Two days later, she had woken in hospital, the father she had never met asleep on the chair next to her bed, holding her hand.
Chapter Forty-Four
Monday 6 February 2017
The rear doors of the ambulance were open as Sam pulled up next to it in the car park of Nana’s estate. Nana was on a trolley, with a mask over her mouth.
‘Oh my God, Nana!’ Sam screamed, rushing to hold her hand as they lifted her into the ambulance. ‘What’s happened to her? Is she going to be okay?’
‘She’s suffered a small heart attack. She’s going to need surgery. Are you the lady that called the police?’ said the paramedic, hooking Nana up to the monitor inside the ambulance.
‘I’m her granddaughter. Where is the little girl who was with her? Is she up in the flat still?’ said Sam, trying not to panic.
‘I don’t know about that, you’d have to go up there. We need to leave now. If you’re not coming in the ambulance, can you step away, please.’
/> Sam leapt from the ambulance and hurtled towards the stairs, taking them two at a time. She raced along the corridor towards the apartment she knew so well, where a policeman was standing at the door.
‘Emma!’ Sam yelled, dashing past him.
‘Hold on a minute, miss!’ said the man, as two police officers in the front room turned to look at her.
‘Where is she? Emma!’ Sam screamed, darting from room to room. ‘Where’s my daughter?’
‘Miss, I need you to calm down,’ said a policewoman, walking towards her. ‘Who are you?’
‘I’m the granddaughter of the woman who lives here; she was looking after my daughter this morning. She must have been with her when she had her heart attack. Where is she?’ Sam rushed into the bedroom again, looking under the bed. ‘Emma?’
‘Okay, please can you tell me how old your daughter is?’ said the policewoman.
‘She’s four. Oh God, please let Ben have her.
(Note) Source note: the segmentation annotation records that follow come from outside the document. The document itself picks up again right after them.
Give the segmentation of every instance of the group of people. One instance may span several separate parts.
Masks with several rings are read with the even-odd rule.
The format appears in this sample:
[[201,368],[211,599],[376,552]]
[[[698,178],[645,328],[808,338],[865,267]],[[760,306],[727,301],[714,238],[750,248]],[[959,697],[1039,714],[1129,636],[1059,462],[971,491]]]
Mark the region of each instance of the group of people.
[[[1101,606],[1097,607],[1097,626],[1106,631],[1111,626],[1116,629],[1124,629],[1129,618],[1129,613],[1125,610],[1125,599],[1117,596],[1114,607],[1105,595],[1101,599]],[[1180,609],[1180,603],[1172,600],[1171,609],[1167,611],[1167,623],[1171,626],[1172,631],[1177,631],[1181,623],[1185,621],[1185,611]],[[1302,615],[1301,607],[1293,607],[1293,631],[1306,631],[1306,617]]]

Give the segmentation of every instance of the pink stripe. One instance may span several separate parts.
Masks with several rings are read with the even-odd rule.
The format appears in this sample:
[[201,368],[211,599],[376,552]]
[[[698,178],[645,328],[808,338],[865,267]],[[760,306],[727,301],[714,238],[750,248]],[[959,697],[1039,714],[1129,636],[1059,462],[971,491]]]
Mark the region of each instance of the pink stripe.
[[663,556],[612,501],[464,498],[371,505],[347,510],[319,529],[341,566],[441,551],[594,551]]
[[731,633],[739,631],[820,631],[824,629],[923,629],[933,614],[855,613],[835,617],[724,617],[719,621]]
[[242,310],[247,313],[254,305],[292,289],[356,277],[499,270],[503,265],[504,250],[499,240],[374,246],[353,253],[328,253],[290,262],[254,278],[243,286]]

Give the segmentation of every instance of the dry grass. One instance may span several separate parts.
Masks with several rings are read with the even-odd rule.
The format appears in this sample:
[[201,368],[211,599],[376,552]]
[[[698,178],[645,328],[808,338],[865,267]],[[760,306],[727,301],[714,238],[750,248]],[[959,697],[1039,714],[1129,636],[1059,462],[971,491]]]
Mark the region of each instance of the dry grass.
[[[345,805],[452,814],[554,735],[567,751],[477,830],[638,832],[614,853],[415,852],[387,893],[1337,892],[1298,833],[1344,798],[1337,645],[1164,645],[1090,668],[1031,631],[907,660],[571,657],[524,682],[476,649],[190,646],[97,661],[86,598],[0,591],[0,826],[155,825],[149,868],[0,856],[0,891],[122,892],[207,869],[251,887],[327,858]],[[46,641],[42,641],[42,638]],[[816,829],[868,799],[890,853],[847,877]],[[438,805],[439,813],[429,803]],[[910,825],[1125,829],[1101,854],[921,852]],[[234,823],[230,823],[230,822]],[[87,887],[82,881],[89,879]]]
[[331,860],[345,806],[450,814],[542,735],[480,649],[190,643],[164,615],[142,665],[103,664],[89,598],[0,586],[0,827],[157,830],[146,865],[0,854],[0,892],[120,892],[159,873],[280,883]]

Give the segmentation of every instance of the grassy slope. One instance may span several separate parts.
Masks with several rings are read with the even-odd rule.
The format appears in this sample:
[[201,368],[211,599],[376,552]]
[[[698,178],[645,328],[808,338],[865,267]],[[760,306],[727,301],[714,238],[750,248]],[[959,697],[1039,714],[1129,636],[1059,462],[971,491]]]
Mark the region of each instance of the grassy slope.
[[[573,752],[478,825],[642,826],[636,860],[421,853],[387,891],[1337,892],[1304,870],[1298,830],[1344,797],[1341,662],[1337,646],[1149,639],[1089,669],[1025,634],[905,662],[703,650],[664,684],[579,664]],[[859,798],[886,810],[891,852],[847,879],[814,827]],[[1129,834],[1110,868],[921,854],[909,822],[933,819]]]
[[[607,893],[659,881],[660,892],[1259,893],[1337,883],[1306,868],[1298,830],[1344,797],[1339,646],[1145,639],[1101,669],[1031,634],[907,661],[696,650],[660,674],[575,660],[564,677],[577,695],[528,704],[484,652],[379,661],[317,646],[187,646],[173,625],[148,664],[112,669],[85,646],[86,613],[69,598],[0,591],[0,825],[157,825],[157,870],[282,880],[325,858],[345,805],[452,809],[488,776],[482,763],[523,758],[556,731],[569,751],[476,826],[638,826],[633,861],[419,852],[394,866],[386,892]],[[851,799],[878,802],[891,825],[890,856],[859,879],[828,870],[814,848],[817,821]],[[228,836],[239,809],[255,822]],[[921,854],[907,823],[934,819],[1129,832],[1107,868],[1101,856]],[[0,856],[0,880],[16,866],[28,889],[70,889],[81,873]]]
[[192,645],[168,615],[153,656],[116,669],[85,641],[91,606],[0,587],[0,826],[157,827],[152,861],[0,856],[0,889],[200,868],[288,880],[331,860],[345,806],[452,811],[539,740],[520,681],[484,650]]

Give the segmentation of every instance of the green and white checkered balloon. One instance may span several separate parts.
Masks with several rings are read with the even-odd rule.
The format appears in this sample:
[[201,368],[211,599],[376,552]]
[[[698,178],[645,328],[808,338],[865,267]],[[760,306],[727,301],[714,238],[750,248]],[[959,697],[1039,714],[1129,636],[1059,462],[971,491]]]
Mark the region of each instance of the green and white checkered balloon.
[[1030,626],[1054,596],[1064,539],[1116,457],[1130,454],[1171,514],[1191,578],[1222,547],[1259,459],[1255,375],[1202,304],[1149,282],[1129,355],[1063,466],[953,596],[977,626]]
Please, God, please,’ said Sam, pulling her phone from her bag and dialling Ben’s number. She paced back and forth as the phone rang out.
‘Ben, it’s me, please can you call me back immediately. I need to know if you’ve got Emma. Nana’s had a heart attack in her flat and Emma’s not here. Call me.’
‘Is there a neighbour, anyone you know who might have your daughter?’ said the policewoman, watching Sam as she paced.
‘No, I don’t think so. Oh God,’ said Sam as the phone inside her pocket began to ring. She answered it frantically. ‘Ben?’
‘Sam, it’s Fred, I’m at St Margaret’s. Kitty’s here and I think she’s got Emma. They’ve just gone through some kind of trapdoor in the graveyard, I’m going after them.’
Chapter Forty-Five
Monday 6 February 2017
Fred put his phone away and switched on his torch. He was standing at the top of a flight of stone steps that disappeared down into the darkness. He had lifted the trapdoor as carefully as possible, easing his fingers under the heavy wrought-iron plate and pulling it up and over until it finally fell onto the undergrowth covering the graveyard floor. He had waited, listening hard for any sign of life other than his own panicked breathing, but could hear only dripping water and the trickle of a stream. He had leant forward, attempting to ascertain how far down the steps went, but was hit with a sharp, putrid smell that made him retch and stumble back.